Onder het gebruiksaardewerk uit vroeger eeuwen valt vooral het intensieve gebruik van het inheemsche, donkere, grijs genuanceerde soms roodachtige kogelpottengoed op, waarvan de typologie der randprofielen mogelijkheden schenkt voor de dateering. Ook de zg. steelpannetjes zijn van hetzelfde soort aardewerk vervaardigd.

Tot het inheemsche goed behoort ook het loodgeglazuurde, roode gebakken aardewerk, dat eerst later is gebruikt en overgangen vertoont van spaarzame tot geheele glazuring. Dit is voor den polder vooral ook goed bekend geworden uit talrijke vondsten uit opgegraven schepen. In een later periode ontwikkelt zich het aardewerk met slikversiering en zoutglazuur. Van het geimporteerde aardewerk is het zg. Pingsdorfer, dat slordig met verf versierd wordt, heel vroeg. Dit is voor den N.O.P. gedateerd door het onderzoek van Modderman tot de 12e eeuw. Het vroege steengoed, dat gewoonlijk ook heel karakteristiek is, ontwikkelt zich door de 14e en 15e eeuw van het vrij grove tamelijk ruwwandige via het gladwandige Jacobakannetjes-materiaal naar de buitengewoon fraai versierde kannen van het beroemde Duitsche steengoed uit Keulen, Frechen, Raeren en Siegburg, de bekende baardman-kruiken en verder later steengoed.
Naast het directe onderzoek naar de bewoningsgeschiedenis van het gebied van de voormalige Zuiderzee, zijn ook de scheepsvondsten, opgegraven volgens de kwadrantenmethode voor de dateering der zoeten zoutwaterafzettingen van beteekenis, alsook voor de vermeerdering der kennis van de oudere houten scheepstypen, voor scheepvaart en scheepsbouw in vroeger eeuwen. Enkele opgravingskaarten verduidelijken hier de methode van het onderzoek. (Bijdrage G. D. van der Heide, Wetenschappelijk Ambtenaar aan het Biologisch- Archaeologisch Instituut).

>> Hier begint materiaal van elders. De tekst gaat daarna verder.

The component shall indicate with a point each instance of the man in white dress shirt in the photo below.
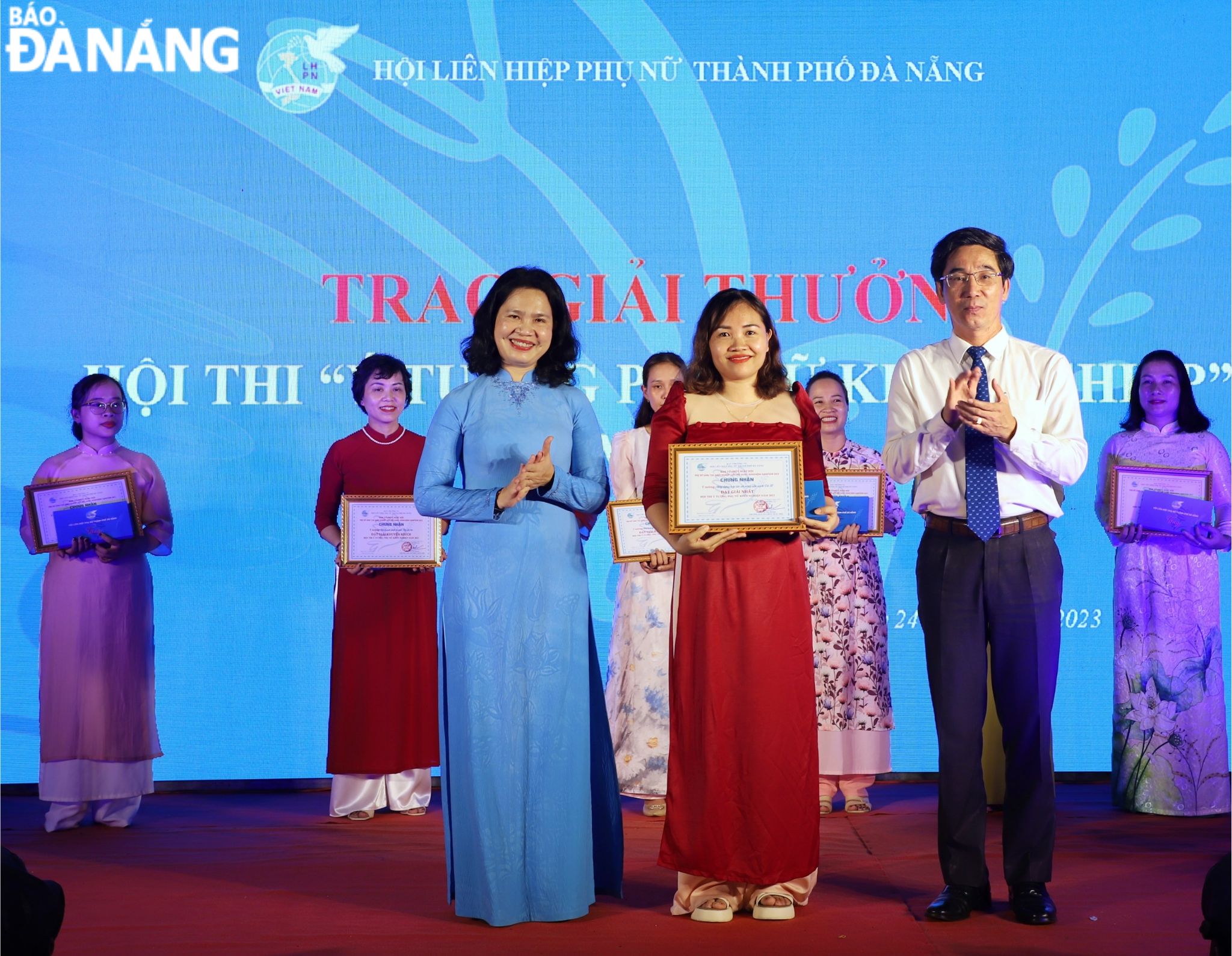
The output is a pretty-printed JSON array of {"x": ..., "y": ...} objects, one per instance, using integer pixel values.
[{"x": 988, "y": 429}]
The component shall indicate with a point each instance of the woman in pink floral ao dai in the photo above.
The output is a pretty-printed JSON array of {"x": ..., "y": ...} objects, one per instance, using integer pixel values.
[
  {"x": 851, "y": 656},
  {"x": 1169, "y": 727}
]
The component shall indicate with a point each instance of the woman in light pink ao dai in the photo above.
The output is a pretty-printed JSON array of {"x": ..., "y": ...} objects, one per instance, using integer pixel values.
[{"x": 96, "y": 638}]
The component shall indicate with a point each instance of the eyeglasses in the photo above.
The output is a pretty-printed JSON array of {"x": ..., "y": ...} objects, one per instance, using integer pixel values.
[{"x": 959, "y": 280}]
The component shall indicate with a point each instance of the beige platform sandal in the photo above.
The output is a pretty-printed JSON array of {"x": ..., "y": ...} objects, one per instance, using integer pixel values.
[
  {"x": 712, "y": 916},
  {"x": 760, "y": 912}
]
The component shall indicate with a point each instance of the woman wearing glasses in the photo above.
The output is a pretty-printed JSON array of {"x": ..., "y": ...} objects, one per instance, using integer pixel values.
[{"x": 96, "y": 640}]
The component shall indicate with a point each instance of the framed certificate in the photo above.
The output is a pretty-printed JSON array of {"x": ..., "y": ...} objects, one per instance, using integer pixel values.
[
  {"x": 860, "y": 495},
  {"x": 757, "y": 486},
  {"x": 633, "y": 537},
  {"x": 68, "y": 508},
  {"x": 387, "y": 531},
  {"x": 1127, "y": 483}
]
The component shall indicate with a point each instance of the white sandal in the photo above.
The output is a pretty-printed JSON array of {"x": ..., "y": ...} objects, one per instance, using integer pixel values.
[
  {"x": 712, "y": 916},
  {"x": 760, "y": 912}
]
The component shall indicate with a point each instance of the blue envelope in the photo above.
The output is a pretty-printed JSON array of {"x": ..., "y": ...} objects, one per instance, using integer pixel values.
[
  {"x": 1173, "y": 513},
  {"x": 114, "y": 518},
  {"x": 852, "y": 510}
]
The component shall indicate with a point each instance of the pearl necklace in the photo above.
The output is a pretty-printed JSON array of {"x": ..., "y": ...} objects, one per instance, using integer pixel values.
[
  {"x": 377, "y": 442},
  {"x": 752, "y": 406}
]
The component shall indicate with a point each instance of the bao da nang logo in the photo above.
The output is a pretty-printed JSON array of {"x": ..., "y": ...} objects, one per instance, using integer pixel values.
[
  {"x": 40, "y": 42},
  {"x": 297, "y": 69}
]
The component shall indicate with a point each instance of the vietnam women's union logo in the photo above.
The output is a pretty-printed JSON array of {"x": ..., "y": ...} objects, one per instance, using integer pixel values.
[{"x": 297, "y": 69}]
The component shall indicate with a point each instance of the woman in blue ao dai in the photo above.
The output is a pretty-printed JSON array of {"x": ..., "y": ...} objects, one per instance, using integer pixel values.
[
  {"x": 532, "y": 824},
  {"x": 637, "y": 658}
]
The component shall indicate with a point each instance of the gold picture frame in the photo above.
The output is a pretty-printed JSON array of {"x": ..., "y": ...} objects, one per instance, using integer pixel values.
[
  {"x": 37, "y": 509},
  {"x": 683, "y": 523},
  {"x": 348, "y": 525}
]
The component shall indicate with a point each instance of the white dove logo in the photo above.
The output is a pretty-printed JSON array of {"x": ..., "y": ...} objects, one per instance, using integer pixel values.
[
  {"x": 297, "y": 70},
  {"x": 328, "y": 40}
]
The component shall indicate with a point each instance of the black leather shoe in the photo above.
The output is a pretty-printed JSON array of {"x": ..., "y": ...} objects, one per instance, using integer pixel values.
[
  {"x": 1032, "y": 905},
  {"x": 956, "y": 902}
]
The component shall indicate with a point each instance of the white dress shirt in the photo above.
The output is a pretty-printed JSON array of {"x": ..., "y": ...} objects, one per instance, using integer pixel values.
[{"x": 1047, "y": 449}]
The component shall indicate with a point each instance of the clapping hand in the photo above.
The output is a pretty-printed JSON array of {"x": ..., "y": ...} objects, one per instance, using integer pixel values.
[
  {"x": 539, "y": 471},
  {"x": 960, "y": 390},
  {"x": 991, "y": 418}
]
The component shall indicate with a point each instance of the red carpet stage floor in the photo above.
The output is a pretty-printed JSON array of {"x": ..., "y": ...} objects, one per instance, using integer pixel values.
[{"x": 270, "y": 874}]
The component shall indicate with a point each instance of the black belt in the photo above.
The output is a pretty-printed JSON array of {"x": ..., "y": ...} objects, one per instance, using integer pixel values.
[{"x": 1009, "y": 525}]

Deze tentoonstelling is in de eerste plaats ingericht voor stad en omgeving. Het is een stukje van onze geschiedenis, het is plaatselijke geschiedenis. Het is een „liefde tot het verleden, een zucht om oude doode dingen te zien herrijzen in een glans van warm leven”.
Maar het is ook een blik op het heden, nu er in dezelfde streek hard gewerkt wordt met goede verwachtingen voor de toekomst. Dan zullen er menschen wonen, werken, wandelen, leven, waar vroeger de visschen zwommen.
We verwachten ook degenen buiten onze streek, die aangetrokken worden door dit groote werk in het nieuw gewonnen land, of door de historie van dit stuk Zuiderzee en van de visschers op het verdwenen eiland.